Model evaluation and comparison

Table 2 shows a comparison between the BSIM and FADE models.

Table 2

Model	BSIM	FADE
Back-end	Speech intelligibility index	Automatic speech recognizer
Advantages	Computationally efficient, can use binaural processing	Speech-noise-mixtures as input, suitable for non-linear and adaptive processing
Disadvantages	Needs isolated speech and noise signals, needs empirical reference data	Computationally complex, requires a-priori knowledge about sentence structure.

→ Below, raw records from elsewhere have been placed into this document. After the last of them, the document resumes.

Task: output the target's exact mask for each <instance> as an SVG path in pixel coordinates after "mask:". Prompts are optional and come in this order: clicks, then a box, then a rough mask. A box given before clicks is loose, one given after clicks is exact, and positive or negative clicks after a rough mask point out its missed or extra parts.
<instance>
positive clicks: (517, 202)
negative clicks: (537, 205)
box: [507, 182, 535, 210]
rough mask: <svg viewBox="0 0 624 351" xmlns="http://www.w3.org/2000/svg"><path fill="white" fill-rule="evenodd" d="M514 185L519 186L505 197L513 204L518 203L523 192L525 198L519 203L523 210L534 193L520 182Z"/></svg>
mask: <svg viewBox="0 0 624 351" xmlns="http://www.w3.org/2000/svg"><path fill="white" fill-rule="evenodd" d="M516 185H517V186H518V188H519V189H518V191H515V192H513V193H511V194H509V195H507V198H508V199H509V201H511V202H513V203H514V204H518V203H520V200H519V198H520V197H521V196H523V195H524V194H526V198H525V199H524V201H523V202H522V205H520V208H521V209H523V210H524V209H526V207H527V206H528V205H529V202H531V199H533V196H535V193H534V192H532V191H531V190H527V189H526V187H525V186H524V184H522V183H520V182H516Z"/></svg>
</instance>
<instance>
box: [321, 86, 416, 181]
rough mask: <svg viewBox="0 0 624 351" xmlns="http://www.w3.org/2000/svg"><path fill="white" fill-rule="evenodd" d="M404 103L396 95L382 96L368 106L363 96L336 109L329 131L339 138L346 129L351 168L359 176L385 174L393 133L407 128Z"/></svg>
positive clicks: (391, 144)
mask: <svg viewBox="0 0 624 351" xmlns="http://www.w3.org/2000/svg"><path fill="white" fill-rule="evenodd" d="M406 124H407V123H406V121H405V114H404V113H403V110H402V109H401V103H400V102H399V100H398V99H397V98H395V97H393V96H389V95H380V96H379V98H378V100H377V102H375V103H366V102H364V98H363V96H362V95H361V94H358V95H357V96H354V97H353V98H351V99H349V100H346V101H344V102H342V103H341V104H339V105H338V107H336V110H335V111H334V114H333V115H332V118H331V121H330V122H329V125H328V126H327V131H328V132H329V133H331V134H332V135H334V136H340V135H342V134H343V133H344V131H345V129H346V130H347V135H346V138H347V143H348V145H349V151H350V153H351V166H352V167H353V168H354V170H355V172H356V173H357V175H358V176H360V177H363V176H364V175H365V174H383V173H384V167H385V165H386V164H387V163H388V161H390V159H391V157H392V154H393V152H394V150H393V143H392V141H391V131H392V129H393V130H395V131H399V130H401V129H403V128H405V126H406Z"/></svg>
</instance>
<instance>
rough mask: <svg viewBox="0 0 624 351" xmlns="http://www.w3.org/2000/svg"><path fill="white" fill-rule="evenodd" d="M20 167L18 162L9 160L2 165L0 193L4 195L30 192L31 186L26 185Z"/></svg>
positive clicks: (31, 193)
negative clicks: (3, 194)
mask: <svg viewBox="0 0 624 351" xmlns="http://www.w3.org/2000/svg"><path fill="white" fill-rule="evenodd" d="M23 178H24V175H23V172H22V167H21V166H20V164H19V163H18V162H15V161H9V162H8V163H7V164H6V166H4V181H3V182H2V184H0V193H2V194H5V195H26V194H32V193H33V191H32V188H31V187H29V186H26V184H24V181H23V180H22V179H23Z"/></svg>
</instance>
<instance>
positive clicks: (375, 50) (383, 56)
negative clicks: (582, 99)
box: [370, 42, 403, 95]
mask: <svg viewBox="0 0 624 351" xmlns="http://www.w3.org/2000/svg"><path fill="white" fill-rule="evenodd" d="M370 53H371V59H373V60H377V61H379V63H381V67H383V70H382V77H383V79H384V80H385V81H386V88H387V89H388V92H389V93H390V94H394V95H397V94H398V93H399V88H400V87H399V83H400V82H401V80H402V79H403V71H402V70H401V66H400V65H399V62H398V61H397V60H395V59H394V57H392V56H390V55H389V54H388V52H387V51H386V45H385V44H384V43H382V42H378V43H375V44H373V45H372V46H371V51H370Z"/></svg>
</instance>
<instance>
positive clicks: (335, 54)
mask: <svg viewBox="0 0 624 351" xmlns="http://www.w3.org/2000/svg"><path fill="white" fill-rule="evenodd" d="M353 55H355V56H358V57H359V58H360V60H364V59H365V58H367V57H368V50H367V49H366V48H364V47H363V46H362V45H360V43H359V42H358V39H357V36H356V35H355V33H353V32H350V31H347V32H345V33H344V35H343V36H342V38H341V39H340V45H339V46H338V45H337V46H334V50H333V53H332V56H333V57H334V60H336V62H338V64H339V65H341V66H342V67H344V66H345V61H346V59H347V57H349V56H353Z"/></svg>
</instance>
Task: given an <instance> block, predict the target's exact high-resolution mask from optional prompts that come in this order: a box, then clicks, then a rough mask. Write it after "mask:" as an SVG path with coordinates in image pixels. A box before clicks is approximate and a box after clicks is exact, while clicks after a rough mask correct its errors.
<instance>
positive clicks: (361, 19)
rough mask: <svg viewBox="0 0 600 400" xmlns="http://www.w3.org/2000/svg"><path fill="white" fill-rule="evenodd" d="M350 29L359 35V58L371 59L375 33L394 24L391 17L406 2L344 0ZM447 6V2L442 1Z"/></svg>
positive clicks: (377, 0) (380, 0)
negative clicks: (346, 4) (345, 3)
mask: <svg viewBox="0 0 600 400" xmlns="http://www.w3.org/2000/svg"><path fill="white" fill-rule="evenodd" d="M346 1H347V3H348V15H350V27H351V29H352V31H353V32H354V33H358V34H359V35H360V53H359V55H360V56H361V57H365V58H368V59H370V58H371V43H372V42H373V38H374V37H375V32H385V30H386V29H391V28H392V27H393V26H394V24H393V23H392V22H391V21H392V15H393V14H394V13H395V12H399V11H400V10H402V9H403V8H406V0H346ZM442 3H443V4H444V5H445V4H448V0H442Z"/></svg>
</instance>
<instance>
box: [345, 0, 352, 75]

Summary of comparing BSIM and FADE. BSIM: Binaural speech intelligibility model (Beutelmann, Brand, Kollmeier, 2010, Zedan, Williges, Jürgens, 2018); FADE: Framework for Auditory Discrimination Evaluation (Schädler et al., 2016b). Both BSIM and FADE are effective models, however, FADE is a more comprehensive framework that offers more flexibility and does not require empiricial reference data for its prediction.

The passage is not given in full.